Bronze medal at the Scottish 5K Championship

Through May, on the roads I threw myself into the Scottish 5K Championships and came away with a PB for the distance, securing a bronze medal behind great runs from a couple of the other girls. Having said that, it was my first non-Parkrun 5K in 12 years, so a PB was always likely!

I followed this up with a couple of 10K races in which I ran solidly enough, but was a bit frustrated that in both races (and for different reasons) I came away a little disappointed with the time I’d run.  In the first one some blustery conditions in the later kilometres saw my pace tailing off, though I did feel I ran strong to the finish on my own, and picked up a very welcome prize for a course and series record – so a definite positive!

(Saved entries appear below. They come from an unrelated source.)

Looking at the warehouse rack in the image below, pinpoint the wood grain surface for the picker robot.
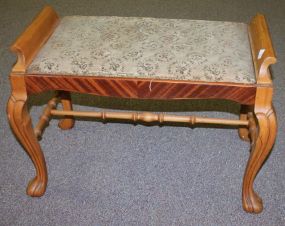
[25,75,256,105]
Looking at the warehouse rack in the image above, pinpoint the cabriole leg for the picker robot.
[238,105,253,141]
[242,88,277,213]
[7,76,48,196]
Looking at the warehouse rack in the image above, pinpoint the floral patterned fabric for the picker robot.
[27,16,255,83]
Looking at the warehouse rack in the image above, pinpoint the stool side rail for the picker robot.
[248,14,277,84]
[10,6,59,73]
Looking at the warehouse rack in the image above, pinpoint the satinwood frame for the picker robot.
[7,6,277,213]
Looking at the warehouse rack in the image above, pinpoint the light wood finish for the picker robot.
[242,15,277,213]
[248,14,277,84]
[25,75,256,105]
[58,91,75,130]
[7,74,48,196]
[11,6,59,73]
[34,97,59,139]
[51,110,248,126]
[7,7,277,213]
[238,105,253,141]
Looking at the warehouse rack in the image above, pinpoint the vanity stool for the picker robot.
[7,6,277,213]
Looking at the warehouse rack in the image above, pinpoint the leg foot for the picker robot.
[58,91,75,130]
[242,108,277,213]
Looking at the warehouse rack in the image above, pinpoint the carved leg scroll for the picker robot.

Meanwhile in the second race, I settled into a pretty large group early on. Unfortunately “settled” was the definitive word as the group all seemed a bit reluctant to push on. By the time I’d realised where our splits were headed, we’d dropped off the pace for the sort of target time I was after.

I tried to push the pace a bit in the middle part of the race and the group broke up, but it made for a tough few kilometres.  Crossing the line a bit bemused, I felt there had been a bit more in the tank if we’d raced more as a cohesive group, but I still felt pretty positive and proud about taking the bull by the horns on the day. 

So a decent but unspectacular series of results, but as ever I was able to come away with a few points of note and some learnings.  And with a couple of the races on new and unfamiliar (to me) routes, I’d like to go back and run the races again in future with some new-found knowledge.

Photo: Bobby Gavin

Can warm weather training be too warm?

Then came June, a month which Scott and I had decided was to be a hard training month. No racing. No matter what. Leave the racing for Highgate in early-July.  I had a good level of fitness and was looking forward to building on this, getting the miles and sessions in, and embarking on a warm weather training trip to Murcia towards the end of the month.

Well, as it transpired, the warm weather training trip became very much a hot weather training trip as south-eastern Spain experienced the edge of the heatwave which settled over Central Europe!  Now I love the heat of the Sun on my back and became used to high temperatures and suffocating humidity in my time at university in Louisiana, but that was a while ago! 

Years in Glasgow have taught me that there’s a definite line between hot and too hot!  If I ever forget this I just have to ask Scott who, being a very typical Glaswegian, turns red in the face when he switches on a lamp!  So in Murcia, while our morning runs were bearable, with temperatures ranging from about 24 to 29 degrees, many of our evening runs were in temperatures nudging close to 40 degrees, with the heat of the day having accumulated and not really dropping much until well into the night. 

Keeping properly hydrated was difficult, but we worked to find a rest and recovery routine which allowed us to train well and seemingly effectively.  The key track sessions, though tough in the heat, were suggesting that all was going to plan in terms of preparation for Highgate and I returned home feeling confident for the race before enjoying an easier few days of running prior to heading for London.

A 10,000m challenge

If you’ve run 10000m on the track before you’ll know that it’s vital that you settle into the race early on, try to block the number of laps remaining from your mind, and run at a pace you’ve prepared for.  On my own Highgate checklist, I was ticking the boxes.  But something just wasn’t quite right.  As I reached about 4k into the race, I felt like I was riding uphill on a bike with a slow puncture, slipping off the pace I’d been targeting and feeling almost powerless to react to the drop-off in my performance. 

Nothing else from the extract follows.